“Sales forecasting” is commonplace among sales managers, despite the fact that it’s a ridiculously difficult undertaking and the further fact that forecasting accurately is nearly impossible.
It’s typical to end up with forecasted numbers that miss the mark by a sizable margin. Sales managers often find themselves in a familiar situation: running around in a postmortem panic over why their numbers are off. But neglecting to actually get to the bottom of the bad forecast is another classic misstep, the result of which is being in the same forecasting predicament quarter over quarter.

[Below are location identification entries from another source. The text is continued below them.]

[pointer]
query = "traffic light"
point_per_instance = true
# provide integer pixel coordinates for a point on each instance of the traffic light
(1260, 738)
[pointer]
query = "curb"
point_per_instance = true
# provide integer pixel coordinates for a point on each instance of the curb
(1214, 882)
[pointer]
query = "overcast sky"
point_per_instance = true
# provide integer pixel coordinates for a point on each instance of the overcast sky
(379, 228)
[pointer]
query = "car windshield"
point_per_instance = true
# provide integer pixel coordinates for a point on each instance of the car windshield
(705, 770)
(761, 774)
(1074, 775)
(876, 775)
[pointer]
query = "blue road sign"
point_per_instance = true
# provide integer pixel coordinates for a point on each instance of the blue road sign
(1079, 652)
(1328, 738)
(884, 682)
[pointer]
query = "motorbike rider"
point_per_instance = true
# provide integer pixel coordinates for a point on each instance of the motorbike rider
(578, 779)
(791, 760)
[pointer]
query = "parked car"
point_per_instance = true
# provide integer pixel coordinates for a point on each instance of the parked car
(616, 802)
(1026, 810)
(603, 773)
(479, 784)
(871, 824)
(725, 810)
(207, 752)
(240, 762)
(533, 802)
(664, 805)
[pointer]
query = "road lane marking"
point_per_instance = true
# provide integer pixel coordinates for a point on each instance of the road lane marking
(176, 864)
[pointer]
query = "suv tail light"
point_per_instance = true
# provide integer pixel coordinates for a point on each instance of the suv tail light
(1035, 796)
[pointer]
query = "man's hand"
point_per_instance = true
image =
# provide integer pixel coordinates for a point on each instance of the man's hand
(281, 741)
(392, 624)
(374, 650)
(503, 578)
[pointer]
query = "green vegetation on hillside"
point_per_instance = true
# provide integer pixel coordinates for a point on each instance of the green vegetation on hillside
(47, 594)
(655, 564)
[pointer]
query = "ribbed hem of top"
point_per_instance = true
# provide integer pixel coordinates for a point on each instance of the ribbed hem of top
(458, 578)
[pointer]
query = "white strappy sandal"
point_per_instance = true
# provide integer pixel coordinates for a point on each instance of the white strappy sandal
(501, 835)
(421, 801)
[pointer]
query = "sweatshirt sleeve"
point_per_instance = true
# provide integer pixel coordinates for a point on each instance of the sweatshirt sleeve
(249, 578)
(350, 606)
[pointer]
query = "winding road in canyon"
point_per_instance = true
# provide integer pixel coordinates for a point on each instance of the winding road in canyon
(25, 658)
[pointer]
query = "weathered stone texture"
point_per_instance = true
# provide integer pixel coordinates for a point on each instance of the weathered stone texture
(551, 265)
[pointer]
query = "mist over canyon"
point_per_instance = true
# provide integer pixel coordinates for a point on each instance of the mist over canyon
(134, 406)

The act of forecasting is an exercise in futility if you fail to identify the culprits behind bad numbers. We’ve spent a lot of time researching and thinking about the topic, and we’re passing our learnings on to you. Read on to find out the root causes of faulty forecasting so you can stop predicting sunshine when there will in fact be rain.
You’re Relying on Bad and Incomplete Data
Your CRM is more riddled with holes than a wool sweater in a moth infestation. Some of your data is missing, or it’s outdated, or it’s simply inaccurate. Holes such as these can lead to skewed forecasts. Remember, what you get out of your CRM depends on what you put into it. The more data points your team inputs into your CRM, the more solid the data will be as far as forecasting. The more data you’ve amassed, the more accurately you’ll be able to forecast.
Direct your team to engage in data input as a best practice. Make sure everyone’s diligent about documenting communication points and populating fields at the account and opportunity stages. This collective effort will draw a data-driven picture of why some deals are successful and others cough their last breath and die. Adhere to this rule: “If it’s not in your CRM, it does not exist.”
You’re Being Blinded by Positivity Fairy Dust
The mantra of this industry could be, “Be optimistic or be obsolete.” Sales is chancy, yet despite what might be repeated setbacks, you must maintain a sunny disposition, staying positive when it comes to growth opportunities and deal closing. That said, you don’t want to go through your sales life being a happy idiot. Engage in that other “ism”—realism. Meaning, don’t clog your pipeline with too many potential deals that are built on wishes and dreams. That magical-thinking “user error” often results in an overinflated, unrealistic forecast. Making the effort to debug your pipeline is time well spent.
You’re Betting on the Wrong Horse
Be careful not to funnel your resources into unpromising deals. Emotion can be the driving force sometimes—“I like that company … I’d love to work with them … they seem cool!” Next thing you know, resources spent on your dream company have not resulted in a deal, and now you’re short on TME (time money energy) that was better spent pursuing more realistic leads. Again, this can be the result of too many deals in the pipeline, and/or the wrong ones getting special treatment while the right ones get ignored. Forget that glam deal you’d love to land. Focus on data management. Or, if you’ve mastered the art of data management already, use what you know about data science to rank and prioritize opportunities for reps, teams, region, or product lines, taking into account things like close probability, momentum, size, and market trends.
As people like to say, “No one has a crystal ball.” True enough, but forecasting can be thoughtful or it can be stab-in-the-dark reckless. When you make thoughtful, intelligent predictions, it’s more likely the clouds will part and you’ll have your day in the sun.